I have no qualms in saying that the reason the middle classes pretend outrage is so that they can shrug off their own responsibility towards India’s rape culture. So, they can assuage their conscience and forget that they are the rape enablers in India.
Harsh? Yes! But true. For sexual assault is just the final point of the process of dehumanisation of women in India, which happens every single day, every step of the way. By the educated and the uneducated; by liberals and by conservatives.
Now you are probably thinking. “You crazy B****!” How am I a rape enabler?
You are a rape enabler when you don’t chastise your buddies for cracking lewd jokes on women’s bodies and clothes. You laugh along because you don’t want to be thought of as a prude. When you talk about respecting women as a daughter/sister/mother belonging to a man, instead of as an equal human being. When you mentally strip women with your eyes. When you casually use sexist slurs like MC, BC or refer insultingly to men as chhakka, bhadwa etc.
When you loudly opine on women’s sex life and label them as ice queen or a slut. When you casually refer to women with different opinion from you, as Femi-Nazis or say that they can’t take a joke. When you make excuses for a rape accused because he is your friend, relative, co-religionist or fellow ideologue.
When you use your authority and power as a politician, policeman, or any authority figure to seduce a woman who depends on you for her job or future or keep silent when they do. When you are an intellectual, who pressurises women to sleep with them because otherwise they are not really liberated.

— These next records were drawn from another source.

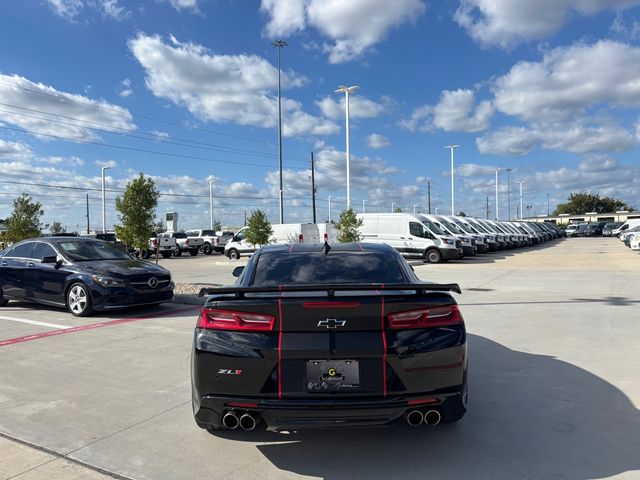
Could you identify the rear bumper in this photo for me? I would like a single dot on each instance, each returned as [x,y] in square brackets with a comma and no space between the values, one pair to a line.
[324,413]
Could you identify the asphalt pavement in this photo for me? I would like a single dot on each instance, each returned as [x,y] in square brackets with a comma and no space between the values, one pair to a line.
[554,391]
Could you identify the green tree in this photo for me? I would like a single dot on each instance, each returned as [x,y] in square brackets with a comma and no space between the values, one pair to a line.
[348,225]
[258,228]
[581,203]
[137,208]
[24,221]
[56,227]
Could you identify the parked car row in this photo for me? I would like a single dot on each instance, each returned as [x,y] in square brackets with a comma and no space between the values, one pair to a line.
[434,238]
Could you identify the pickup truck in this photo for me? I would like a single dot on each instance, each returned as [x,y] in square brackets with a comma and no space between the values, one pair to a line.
[185,244]
[211,242]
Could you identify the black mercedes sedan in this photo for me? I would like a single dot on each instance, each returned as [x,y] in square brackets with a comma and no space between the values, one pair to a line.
[318,336]
[80,274]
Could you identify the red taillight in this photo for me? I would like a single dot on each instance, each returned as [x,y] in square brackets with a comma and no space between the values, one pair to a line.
[426,317]
[227,320]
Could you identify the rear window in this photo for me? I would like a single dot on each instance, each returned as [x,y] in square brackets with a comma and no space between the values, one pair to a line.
[283,268]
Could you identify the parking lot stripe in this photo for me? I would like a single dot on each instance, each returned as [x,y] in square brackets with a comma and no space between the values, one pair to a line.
[91,326]
[33,322]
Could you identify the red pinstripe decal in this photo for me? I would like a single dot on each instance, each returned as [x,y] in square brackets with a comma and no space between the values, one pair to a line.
[280,350]
[384,346]
[91,326]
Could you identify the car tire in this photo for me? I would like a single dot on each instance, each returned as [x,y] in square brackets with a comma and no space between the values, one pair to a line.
[433,256]
[3,301]
[79,300]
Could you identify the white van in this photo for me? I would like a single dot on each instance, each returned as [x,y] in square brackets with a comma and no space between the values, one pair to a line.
[411,235]
[626,226]
[282,233]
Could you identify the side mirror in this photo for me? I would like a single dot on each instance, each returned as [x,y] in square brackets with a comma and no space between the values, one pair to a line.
[237,271]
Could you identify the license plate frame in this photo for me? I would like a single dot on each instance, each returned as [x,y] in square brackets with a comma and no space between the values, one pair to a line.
[323,376]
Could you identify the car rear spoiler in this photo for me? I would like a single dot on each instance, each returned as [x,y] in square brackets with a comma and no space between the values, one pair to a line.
[418,288]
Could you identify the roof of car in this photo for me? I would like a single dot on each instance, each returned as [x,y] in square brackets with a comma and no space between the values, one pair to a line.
[336,247]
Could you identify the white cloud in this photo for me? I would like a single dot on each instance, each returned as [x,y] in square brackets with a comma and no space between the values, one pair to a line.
[569,80]
[506,23]
[359,107]
[223,88]
[375,140]
[14,150]
[354,26]
[70,9]
[36,108]
[455,112]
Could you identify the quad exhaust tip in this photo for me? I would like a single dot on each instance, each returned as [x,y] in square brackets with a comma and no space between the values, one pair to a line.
[432,418]
[248,422]
[230,420]
[415,418]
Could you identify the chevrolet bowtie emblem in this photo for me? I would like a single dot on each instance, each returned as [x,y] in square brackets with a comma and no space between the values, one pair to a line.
[332,323]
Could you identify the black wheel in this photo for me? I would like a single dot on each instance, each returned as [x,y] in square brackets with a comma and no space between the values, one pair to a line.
[3,301]
[79,300]
[433,256]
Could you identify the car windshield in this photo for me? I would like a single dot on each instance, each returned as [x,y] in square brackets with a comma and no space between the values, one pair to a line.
[85,251]
[278,268]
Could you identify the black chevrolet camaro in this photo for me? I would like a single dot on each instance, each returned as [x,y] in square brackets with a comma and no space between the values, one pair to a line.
[313,336]
[81,274]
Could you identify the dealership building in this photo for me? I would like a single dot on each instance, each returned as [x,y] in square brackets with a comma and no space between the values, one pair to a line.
[566,219]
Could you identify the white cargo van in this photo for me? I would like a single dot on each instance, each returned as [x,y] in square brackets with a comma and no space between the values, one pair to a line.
[282,233]
[411,235]
[626,226]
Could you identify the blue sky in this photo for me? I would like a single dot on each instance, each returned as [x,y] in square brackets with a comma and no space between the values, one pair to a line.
[185,91]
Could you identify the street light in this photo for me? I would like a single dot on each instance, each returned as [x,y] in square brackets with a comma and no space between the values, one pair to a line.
[452,147]
[509,170]
[347,91]
[104,209]
[280,44]
[211,204]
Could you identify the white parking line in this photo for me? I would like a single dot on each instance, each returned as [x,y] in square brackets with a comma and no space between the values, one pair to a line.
[33,322]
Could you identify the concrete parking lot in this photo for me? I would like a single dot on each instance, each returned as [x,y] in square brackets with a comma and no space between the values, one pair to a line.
[554,352]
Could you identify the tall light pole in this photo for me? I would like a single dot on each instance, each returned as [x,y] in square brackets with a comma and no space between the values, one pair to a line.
[508,170]
[104,208]
[211,204]
[548,211]
[497,198]
[521,213]
[279,44]
[347,91]
[452,147]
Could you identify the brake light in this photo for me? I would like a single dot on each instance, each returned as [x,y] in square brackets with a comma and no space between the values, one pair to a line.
[426,317]
[213,319]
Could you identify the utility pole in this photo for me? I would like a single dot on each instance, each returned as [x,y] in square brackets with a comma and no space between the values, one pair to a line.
[508,170]
[521,213]
[88,227]
[279,44]
[313,189]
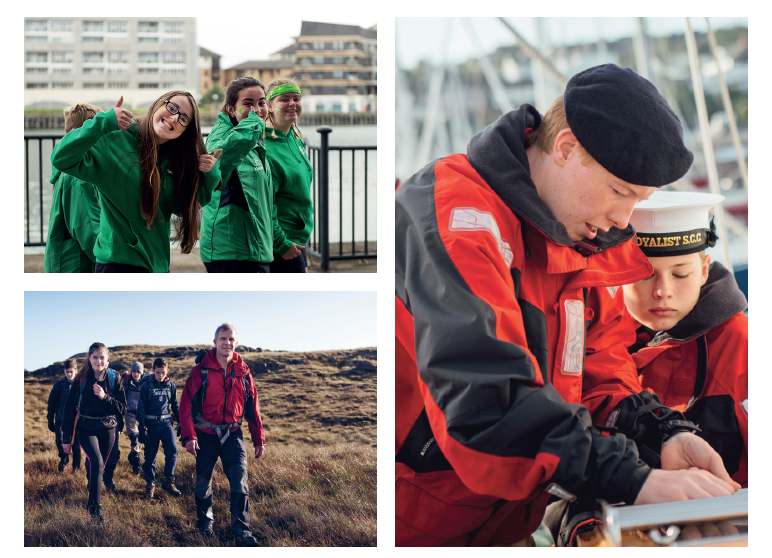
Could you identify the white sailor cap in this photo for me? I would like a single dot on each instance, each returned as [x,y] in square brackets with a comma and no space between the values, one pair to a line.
[675,223]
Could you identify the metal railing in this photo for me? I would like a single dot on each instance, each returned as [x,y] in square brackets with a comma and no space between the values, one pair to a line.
[359,245]
[37,171]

Any Indian woman can add a thousand more things here.
All these may not have actually led to rape; but you did become another link in the chain which leads to the overwhelming sense of entitlement Indian men have over women. The final link to this chain is sexual assault.
So please shut up about hanging rapists and torturous punishments.
The entire structure of Indian society’s attitude towards women is rotten to the core. If you really want to make India safe for women, then watch your own behaviour every single minute of every single day and change it. And for God’s sake, start gender sensitisation from age six onwards for every man and woman in kindergarten, primary school, high school, college, office ...till death.